Wenger was in charge of Arsenal for 22 years until stepping down in 2018 after 34 years in management and has been helping FIFA process the laws of the game, sitting on the International FA Board.
The Frenchman would like to see the offside law altered, changes to corners and free-kicks, and ‘kick-ins’ introduced.
“For the moment, you are offside if a part of your body that you can score with sits ahead of the body of a defender. I would like it to be that there is no offside so long as a (single) body part which a player can score with is in line with the defender,” he told l’Equipe.
“This could be too much of an advantage for an attacker, because that obliges the defenders to play higher up.
“We are also considering other things: an in-swinging corner that goes out of play and comes back in could be made valid, this would create new goal scoring opportunities. There is also the option of quickly playing a free-kick to yourself.”
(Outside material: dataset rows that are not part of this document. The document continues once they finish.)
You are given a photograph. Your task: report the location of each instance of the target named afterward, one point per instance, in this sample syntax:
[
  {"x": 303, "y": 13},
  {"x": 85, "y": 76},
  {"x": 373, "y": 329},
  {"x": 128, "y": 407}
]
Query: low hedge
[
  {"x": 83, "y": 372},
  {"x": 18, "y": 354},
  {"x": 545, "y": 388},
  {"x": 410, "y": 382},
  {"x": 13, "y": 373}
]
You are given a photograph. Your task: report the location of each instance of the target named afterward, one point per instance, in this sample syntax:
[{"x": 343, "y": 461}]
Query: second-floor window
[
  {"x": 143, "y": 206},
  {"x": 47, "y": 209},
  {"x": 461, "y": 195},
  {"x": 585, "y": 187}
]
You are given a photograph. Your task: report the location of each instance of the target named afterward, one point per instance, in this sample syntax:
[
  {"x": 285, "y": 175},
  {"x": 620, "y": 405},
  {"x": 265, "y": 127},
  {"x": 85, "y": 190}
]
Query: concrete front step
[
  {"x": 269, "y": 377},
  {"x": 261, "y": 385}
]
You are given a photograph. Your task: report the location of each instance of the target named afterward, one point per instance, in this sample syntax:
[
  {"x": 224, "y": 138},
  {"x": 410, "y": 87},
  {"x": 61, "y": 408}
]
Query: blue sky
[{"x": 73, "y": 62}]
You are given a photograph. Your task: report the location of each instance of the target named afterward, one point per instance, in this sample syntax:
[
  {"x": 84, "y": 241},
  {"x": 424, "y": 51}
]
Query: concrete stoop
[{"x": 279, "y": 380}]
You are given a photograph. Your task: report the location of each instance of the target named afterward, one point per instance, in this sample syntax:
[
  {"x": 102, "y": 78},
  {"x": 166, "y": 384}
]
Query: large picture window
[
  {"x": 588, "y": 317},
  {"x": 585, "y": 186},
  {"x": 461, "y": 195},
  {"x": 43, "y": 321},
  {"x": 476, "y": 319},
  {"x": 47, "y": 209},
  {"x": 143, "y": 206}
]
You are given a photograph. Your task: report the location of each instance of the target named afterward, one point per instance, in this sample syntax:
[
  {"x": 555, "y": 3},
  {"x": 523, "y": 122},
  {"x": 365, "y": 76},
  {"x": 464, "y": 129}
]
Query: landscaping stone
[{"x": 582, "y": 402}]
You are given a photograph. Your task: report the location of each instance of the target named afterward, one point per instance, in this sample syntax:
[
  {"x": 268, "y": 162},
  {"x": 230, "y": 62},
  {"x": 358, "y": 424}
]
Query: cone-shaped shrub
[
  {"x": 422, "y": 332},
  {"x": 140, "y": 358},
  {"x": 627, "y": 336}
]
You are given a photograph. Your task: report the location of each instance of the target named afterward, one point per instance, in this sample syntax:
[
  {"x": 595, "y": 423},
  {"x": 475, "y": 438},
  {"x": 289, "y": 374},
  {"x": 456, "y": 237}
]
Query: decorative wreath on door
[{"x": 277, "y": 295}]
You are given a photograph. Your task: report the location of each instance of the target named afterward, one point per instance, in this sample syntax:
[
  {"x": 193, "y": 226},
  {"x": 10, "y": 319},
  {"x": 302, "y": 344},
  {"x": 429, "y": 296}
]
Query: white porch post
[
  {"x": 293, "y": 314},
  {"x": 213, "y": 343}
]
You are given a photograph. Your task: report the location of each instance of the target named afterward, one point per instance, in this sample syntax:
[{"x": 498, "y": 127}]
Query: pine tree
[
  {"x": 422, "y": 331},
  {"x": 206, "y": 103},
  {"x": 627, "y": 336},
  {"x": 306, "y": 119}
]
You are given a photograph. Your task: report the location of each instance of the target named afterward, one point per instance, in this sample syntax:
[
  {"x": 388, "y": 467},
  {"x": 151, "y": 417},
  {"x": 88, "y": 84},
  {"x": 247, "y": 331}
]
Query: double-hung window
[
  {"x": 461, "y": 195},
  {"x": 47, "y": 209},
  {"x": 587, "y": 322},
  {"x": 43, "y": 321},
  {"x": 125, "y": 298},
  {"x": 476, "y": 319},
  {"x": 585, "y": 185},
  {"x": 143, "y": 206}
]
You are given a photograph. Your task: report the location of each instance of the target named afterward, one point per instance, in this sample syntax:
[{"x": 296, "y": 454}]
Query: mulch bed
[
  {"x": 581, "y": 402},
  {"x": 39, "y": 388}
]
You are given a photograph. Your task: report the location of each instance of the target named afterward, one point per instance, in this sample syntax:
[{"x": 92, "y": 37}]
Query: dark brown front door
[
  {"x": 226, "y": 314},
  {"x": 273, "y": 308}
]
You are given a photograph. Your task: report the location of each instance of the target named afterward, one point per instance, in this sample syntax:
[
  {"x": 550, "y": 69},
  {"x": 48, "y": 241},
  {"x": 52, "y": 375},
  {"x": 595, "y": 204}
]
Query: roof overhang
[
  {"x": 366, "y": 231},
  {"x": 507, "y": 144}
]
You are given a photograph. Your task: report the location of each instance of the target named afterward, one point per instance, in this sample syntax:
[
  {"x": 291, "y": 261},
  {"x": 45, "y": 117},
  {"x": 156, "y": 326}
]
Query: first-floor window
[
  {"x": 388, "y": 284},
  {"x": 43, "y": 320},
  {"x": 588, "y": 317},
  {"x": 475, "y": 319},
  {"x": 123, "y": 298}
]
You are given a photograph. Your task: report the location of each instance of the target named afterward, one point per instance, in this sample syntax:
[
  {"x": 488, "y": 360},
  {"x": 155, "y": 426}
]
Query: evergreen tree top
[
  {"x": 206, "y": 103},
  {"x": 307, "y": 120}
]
Wenger also wants to do away with throw-ins in the defensive half of the field.
“Five minutes before the end, a throw-in for you should be an advantage, but in these situations you are facing 10 outfield players in play, whilst you only have 9.
“Stats show that in 8 out of 10 of those throw-in situations, you lose the ball. In your half of the pitch, you should have the possibility to take a kick instead.”
Wenger also addressed the negative effect of goalkicks being played to defenders in their own box.
“I think that the new rule that allows you to play in the box from the start of play within 5.5m has profoundly changed play. I have to admit that I did not see it coming. This has consequences.
“The real playmaker now is the goalkeeper. And instead of looking to play as quickly as possible in the opposition half, you are looking to create space in your own box. This has created dangerous situations because teams press very hard, so well that they leave a lot of space.
“And this rule, which was innocent at the start, has profoundly turned the game upside down.”